As a result, the concerned citizens decide that the best solution involves selling the country to professional foreign managers.
Assuming the minimum cost of the assets is appropriate, the new managers would need to operate them honestly and intelligently, in order to get a reasonable return on their investment (stealing taxes from poor people would not likely do the job).
A big benefit of this plan is that management would immediately inject new money into the country, and that it would do it in the most democratic way possible, by making a cash gift directly to the citizens.
In this model, the committee would auction the country to the highest bidder, with a reserve bid of one times revenue (defined as the amount of taxes the government collects each year).
As part of the process, the concerned citizens’ committee would explain that privatization only applies to public resources, and that the winner will respect the existing system of civil and commercial rights.
The outside-management approach gets complicated in proportion to a nation’s size.
A manageable model could involves a country, which has a population of 10 million and annual tax revenues of $2 billion.

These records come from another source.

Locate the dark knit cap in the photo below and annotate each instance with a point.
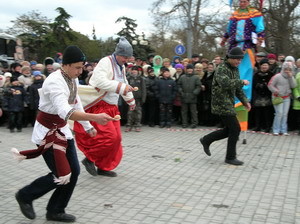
(73, 54)
(190, 66)
(235, 53)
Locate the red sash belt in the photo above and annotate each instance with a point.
(55, 139)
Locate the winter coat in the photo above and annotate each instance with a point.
(189, 86)
(138, 81)
(166, 90)
(282, 84)
(261, 95)
(156, 65)
(150, 86)
(225, 87)
(14, 98)
(296, 93)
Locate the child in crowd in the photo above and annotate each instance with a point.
(135, 116)
(151, 100)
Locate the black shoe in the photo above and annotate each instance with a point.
(257, 129)
(60, 217)
(205, 147)
(89, 166)
(106, 173)
(235, 162)
(26, 208)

In this case (and assuming a price of one times revenue), the winning bidder would pay each family of five $1,000, which – depending on the country – could very well be the equivalent of a full year’s income.
The winner would respect the existing system of civil and commercial rights and – most important – would promise to double the national average living standard within ten years.
The winner would then go about improving the economy, which should be easy.
Smart, honest people can make sure that a country’s physical assets – roads, airports, national parks, and so on – work smoothly.
Since the country is poor, labor is cheap.
Since workers have hope, they will be motivated.
Improving infrastructure and making people smarter implies additional costs – but not necessarily a lot.
For only $10 million a year, management could import 50 outstanding math, science, computer and language instructors, who every two years could produce 1,000 future teachers, who would in turn make 20,000 young people smarter than they ever thought possible.
A program of planting flowers and cleaning garbage would cost almost nothing, while producing big increases in the value of tourism attractions.
With serious managers running the country, other businesses would confidently invest in it.
At the end of each ten-year period, the assets would again be auctioned off to the highest bidder – including could buy their assets back.
(Insert name of country here) Incorporated.
It may be a crazy idea.
But in many failed states, the supposedly sane ideas haven’t worked.